Solved

SQL Server 2005 ability and reporting with extreme normalilization of information.

Posted on 2011-03-24
11
231 Views
Last Modified: 2012-05-11
Initially this web application was developed for internal use.  Their requests now are to get out reports.  As well as they are starting to launch this out a service.

I was hired in to re-architect it into ..NET from classic ASP.

So I have a sql server that has a table with 50 million rows for about 5 years of data.

This table houses the answers for every single question on an advanced web form.

Depending on the answers you can have a minimum of 183 rows added to this table PER single form saved.  And this can grow or shrink because every entered field on the form is created dynamically from what was entered by the user.

So one minute it can have 183 fields they fill in and then go to 210 then goto 190.  All answers must be stored regardless if they are filled in.

Basic query takes 11 seconds - My Development Box 8 GB RAM 7200 HD and QUAD core processor.  So no competition issues for processing power.

select YEAR(b.prStart), count (YEAR(b.prStart))
from PatRecs b
inner join Answers c on c.datapr = b.prid
inner join Users d on d.userid = c.datauser
group by YEAR(b.prStart), d.userlogo
order by YEAR(b.prStart)

Now I have put indexes on prid (clustered primary key), datauser nonclustered index, datapr clustered index with nothing else associated with it.

Our current live sever has 4 GB, windows 2003, sql server 2005, XEON 2.53 , raid array.

I am debating if I need to unnormalize some of this form. ( I think I am using the right term.)

And instead of doing answers by row, put everything that needs to be static into columns and then nromalize the multiple answers that can happen.

The main thing I am worried about is performance in respects to normal growth, accssing data recors and in respects to producing reports, totaling, ect..

50 million to me is alot of rows for 4 companies.  That means the the major company which is mine owns about 32 million of those rows over 5 years.

Which means small to mid-sized companies like us might need a minimum 6 million rows a year.

So, 100 companies could possibly add 600+ million rows to this table a year.

So, am I worrying over nothing?
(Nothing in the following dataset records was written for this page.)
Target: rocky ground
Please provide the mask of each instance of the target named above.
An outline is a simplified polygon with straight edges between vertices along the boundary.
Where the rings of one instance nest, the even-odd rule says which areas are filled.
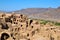
[[[22,14],[1,13],[0,40],[60,40],[60,24],[54,24]]]

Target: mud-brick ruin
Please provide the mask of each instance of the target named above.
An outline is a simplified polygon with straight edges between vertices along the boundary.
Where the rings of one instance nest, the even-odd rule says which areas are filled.
[[[0,14],[0,40],[60,40],[60,28],[22,14]]]

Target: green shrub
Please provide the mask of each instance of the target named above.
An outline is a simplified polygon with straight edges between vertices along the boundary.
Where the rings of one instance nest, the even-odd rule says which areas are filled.
[[[49,21],[46,21],[46,20],[41,20],[40,24],[44,24],[46,25],[46,23],[48,23]]]
[[[60,26],[60,23],[59,23],[59,22],[56,22],[55,25],[56,25],[56,26]]]

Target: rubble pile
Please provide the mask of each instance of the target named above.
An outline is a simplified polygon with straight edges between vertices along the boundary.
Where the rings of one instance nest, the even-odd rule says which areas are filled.
[[[42,25],[22,14],[0,14],[0,40],[60,40],[60,27]]]

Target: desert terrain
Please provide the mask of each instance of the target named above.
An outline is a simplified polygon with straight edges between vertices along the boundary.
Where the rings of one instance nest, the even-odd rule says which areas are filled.
[[[0,40],[60,40],[60,0],[0,0]]]
[[[0,40],[60,40],[60,23],[1,12]]]

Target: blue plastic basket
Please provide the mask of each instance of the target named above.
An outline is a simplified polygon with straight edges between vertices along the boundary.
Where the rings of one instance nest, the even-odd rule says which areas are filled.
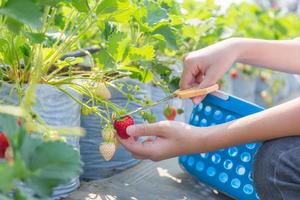
[[[194,107],[190,124],[206,127],[225,123],[262,111],[263,108],[226,93],[207,95]],[[241,200],[259,199],[252,180],[253,157],[260,143],[220,149],[215,152],[184,155],[180,165],[199,181]]]

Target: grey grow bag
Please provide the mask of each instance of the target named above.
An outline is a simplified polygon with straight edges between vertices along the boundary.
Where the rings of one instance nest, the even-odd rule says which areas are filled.
[[[13,86],[3,84],[0,89],[2,103],[18,105],[19,99]],[[68,87],[64,87],[73,97],[82,100],[82,95]],[[48,124],[53,126],[80,127],[81,105],[76,103],[65,93],[57,88],[39,84],[36,88],[35,112]],[[79,150],[79,137],[67,136],[67,143]],[[62,152],[63,153],[63,152]],[[63,173],[63,172],[62,172]],[[69,183],[54,189],[52,199],[66,197],[69,193],[79,187],[79,177],[74,177]]]

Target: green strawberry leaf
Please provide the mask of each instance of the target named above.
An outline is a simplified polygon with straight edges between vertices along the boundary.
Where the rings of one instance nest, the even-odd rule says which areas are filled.
[[[42,26],[43,13],[40,7],[31,0],[9,0],[4,7],[0,8],[0,14],[33,28]]]
[[[46,40],[46,36],[43,33],[30,33],[24,32],[24,35],[33,43],[42,43]]]
[[[115,66],[115,59],[106,50],[98,53],[97,61],[101,68],[113,68]]]
[[[33,140],[27,140],[30,144]],[[25,144],[30,147],[29,144]],[[63,142],[33,142],[32,153],[27,157],[28,168],[33,172],[27,184],[40,196],[49,196],[52,188],[66,183],[81,173],[82,163],[78,151]]]
[[[156,28],[152,34],[155,36],[156,34],[162,35],[166,41],[167,46],[170,49],[176,50],[178,49],[177,45],[177,34],[175,32],[175,28],[170,27],[168,25],[159,26]],[[163,41],[162,41],[163,42]]]
[[[96,13],[97,15],[107,14],[107,13],[115,12],[117,9],[118,9],[117,0],[103,0],[97,7]]]
[[[108,38],[108,47],[106,51],[116,60],[120,61],[122,59],[125,49],[121,49],[122,41],[126,39],[126,34],[122,32],[115,31]]]
[[[7,114],[0,114],[0,130],[7,135],[10,141],[12,141],[18,129],[17,117]]]
[[[147,44],[142,47],[131,47],[129,51],[129,58],[131,60],[146,60],[151,61],[154,59],[155,51],[154,47],[150,44]]]
[[[162,20],[168,19],[167,10],[162,8],[154,1],[146,1],[147,18],[146,21],[150,26],[153,26]]]
[[[169,82],[169,88],[171,92],[174,92],[175,90],[179,89],[179,77],[173,77]]]
[[[79,11],[88,13],[90,11],[88,0],[72,0],[71,4]]]
[[[7,162],[3,162],[0,164],[0,174],[0,194],[7,194],[14,187],[14,169]]]

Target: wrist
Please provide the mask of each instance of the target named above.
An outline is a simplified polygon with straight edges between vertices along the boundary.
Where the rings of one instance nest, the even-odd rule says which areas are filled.
[[[240,62],[243,59],[246,51],[246,40],[245,38],[230,38],[227,40],[234,62]]]
[[[191,153],[202,153],[211,151],[210,127],[193,127],[191,133]]]

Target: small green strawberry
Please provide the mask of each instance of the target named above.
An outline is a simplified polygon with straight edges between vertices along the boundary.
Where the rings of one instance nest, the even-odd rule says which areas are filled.
[[[149,123],[154,123],[154,122],[156,122],[156,117],[155,117],[155,115],[150,111],[150,112],[147,112],[147,111],[141,111],[140,113],[139,113],[140,115],[141,115],[141,117],[145,120],[145,121],[147,121],[147,122],[149,122]]]
[[[111,99],[111,93],[104,83],[98,83],[98,85],[95,88],[94,94],[97,97],[100,97],[105,100]]]
[[[184,113],[184,110],[182,109],[182,108],[178,108],[177,109],[177,114],[178,115],[181,115],[181,114],[183,114]]]
[[[116,130],[111,125],[106,125],[105,128],[102,130],[102,139],[104,142],[112,142],[116,137]]]

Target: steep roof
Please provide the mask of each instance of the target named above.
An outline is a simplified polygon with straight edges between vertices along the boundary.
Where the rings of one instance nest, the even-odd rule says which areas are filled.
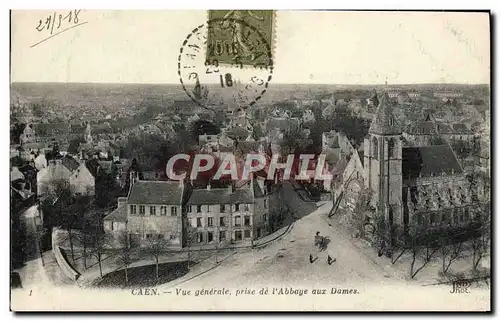
[[[403,148],[403,178],[461,173],[462,167],[449,145]]]
[[[389,96],[387,93],[382,95],[380,103],[378,104],[377,111],[373,116],[373,121],[368,130],[370,134],[379,135],[399,135],[401,129],[397,123],[391,104],[389,103]]]
[[[408,126],[408,133],[419,135],[434,135],[437,134],[436,124],[433,121],[414,123]]]
[[[465,124],[453,124],[453,130],[457,134],[472,134],[472,131]]]
[[[266,123],[267,131],[271,131],[278,128],[282,131],[289,131],[299,127],[299,120],[297,118],[284,118],[284,117],[272,117]]]
[[[80,166],[80,163],[78,163],[77,160],[70,156],[64,156],[61,161],[64,167],[69,169],[70,172],[73,172]]]
[[[104,220],[125,223],[127,221],[127,204],[118,205],[113,212],[104,217]]]
[[[137,181],[128,196],[129,204],[180,204],[182,188],[173,181]]]
[[[214,205],[253,203],[252,191],[241,188],[231,192],[227,188],[195,189],[192,191],[188,205]]]

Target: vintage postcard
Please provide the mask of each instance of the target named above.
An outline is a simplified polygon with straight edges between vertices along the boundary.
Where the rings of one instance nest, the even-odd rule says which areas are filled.
[[[490,13],[11,12],[13,311],[490,311]]]

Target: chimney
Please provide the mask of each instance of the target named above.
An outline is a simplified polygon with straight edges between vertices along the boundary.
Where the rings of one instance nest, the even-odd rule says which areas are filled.
[[[127,204],[127,198],[126,197],[118,197],[118,206]]]
[[[229,193],[232,193],[233,192],[233,183],[229,183],[229,187],[227,188],[227,190],[229,191]]]
[[[49,160],[49,166],[56,166],[56,161],[54,159]]]
[[[135,184],[137,180],[137,173],[135,171],[130,171],[130,187]]]
[[[209,191],[212,187],[210,186],[210,182],[207,184],[207,191]]]

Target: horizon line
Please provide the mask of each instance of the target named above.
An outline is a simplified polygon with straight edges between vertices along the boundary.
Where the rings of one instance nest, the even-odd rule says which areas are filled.
[[[15,81],[10,82],[10,85],[14,84],[89,84],[89,85],[178,85],[182,86],[180,83],[142,83],[142,82],[63,82],[63,81]],[[400,83],[400,84],[385,84],[385,83],[364,83],[364,84],[349,84],[349,83],[283,83],[283,82],[273,82],[276,85],[316,85],[316,86],[408,86],[408,85],[462,85],[462,86],[478,86],[487,85],[491,86],[491,83],[461,83],[461,82],[415,82],[415,83]],[[209,84],[212,85],[212,84]],[[217,84],[213,84],[217,85]],[[271,85],[271,84],[270,84]]]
Should I be thinking all can be solved through just throwing a machine(s) at it?  If so what would the spec of that machine(s) be that will allow us to grow to that type of size.  Something reasonable?  Dual Xeon Processors, Raid 5 array with 4 15K HD (can grow to 6), 8 GB ram to start allowing it to go upto 2 TB?

Your help would be great be appreciated,

Angela Law

PS I have thought about doing archiving.  But still 600 Million records in one year is pretty big. for hundred companies, and they are wanting to make this national.  Also by law must keep a certain number of years available because it is the healthcare industry.
0
Comment
Question by:angelalaw
  • 4
  • 4
  • 2
11 Comments
 
LVL 7

Expert Comment

by:lundnak
ID: 35215357
Are you running SQL Server Enterprise Edition?  If so, I would definitely look at partitioning these tables.  Possibly by a date time field (such as question date or question month).  Also consider table/index compression to keep the size small,  especially for the older data.
0
 

Author Comment

by:angelalaw
ID: 35215442
We are locked in to sql server 2005 because of a main 3rd party software we are using.

Compression isn't available for 2005 I don't think.  Or am I wrong?

So, you think this definitely would be a problem if I left the design the way it currently is?
0
 
LVL 7

Expert Comment

by:lundnak
ID: 35215565
You are correct, native compression isn't available in SQL 2005.  You would have to use a tool like RedGate SQL Storage Compress.

I think the design should work.  However, I would definitely consider implementing partitioning.
Another thought is do you have a method of pushing the archive data out to some sort of datawarehouse or archive database structure?
0
 
LVL 75

Expert Comment

by:Anthony Perkins
ID: 35217126
>>However, I would definitely consider implementing partitioning.<<
That is provided they are using the Enterprise Edition as you alluded to before.  Even if they are using the Enterprise Edition, I would not consider 50 million rows as a big deal in a well designed database that would warrant partitioning.
0
 

Author Comment

by:angelalaw
ID: 35218842
Acperkins what is a well designed database?  PLease read below.  There are 3 main tables.

So what I am worried about is not the current 50 million rows I am worried about it expanding in nature and retrieving data for reporting.  Taking this applicaiton national.

Estimating 6 million rows added per company.  That means 100 companies gives us 600 million rows in one year for forms that are filled out.

Say we have to keep 5 years back worth of data available to our users.

Are you saying 600 million for one year or 3 billion for 5 years for 100 companies is not something to worry about as well?

Just to clarify currently the table PatRecs(128,000) ----One to Many relationship --> AnswersRecs(51 million) --> many to many ---> QuestionsRecs(1000)

So right now, doing any type of report querying that Joins PatRecs, QuestionRecs, and AnswerRecs  will take down the server, literally.

Even though the column that are used for the <on> part of the join are indexed.

I do appreciate your guys help.  I am not a DBA but I do know the results I am getting on my own machine.  And either we need to redesign the structure of the tables or we need some serious hardware to help.
0
Enabling OSINT in Activity Based Intelligence

Activity based intelligence (ABI) requires access to all available sources of data. Recorded Future allows analysts to observe structured data on the open, deep, and dark web.

 
LVL 75

Expert Comment

by:Anthony Perkins
ID: 35220373
So what SQL Server Edition are you using?
0
 

Author Comment

by:angelalaw
ID: 35220576
Edition = Standard Edition
Version =9.00.1406.00
0
 
LVL 75

Expert Comment

by:Anthony Perkins
ID: 35223194
Then you have no choice, partitioning is not supported.
0
 

Author Comment

by:angelalaw
ID: 35223706
sorry have no choice?

You mean I need to redo the way the 3 tables are designed and make it more static in nature for the web form instead of dynamic.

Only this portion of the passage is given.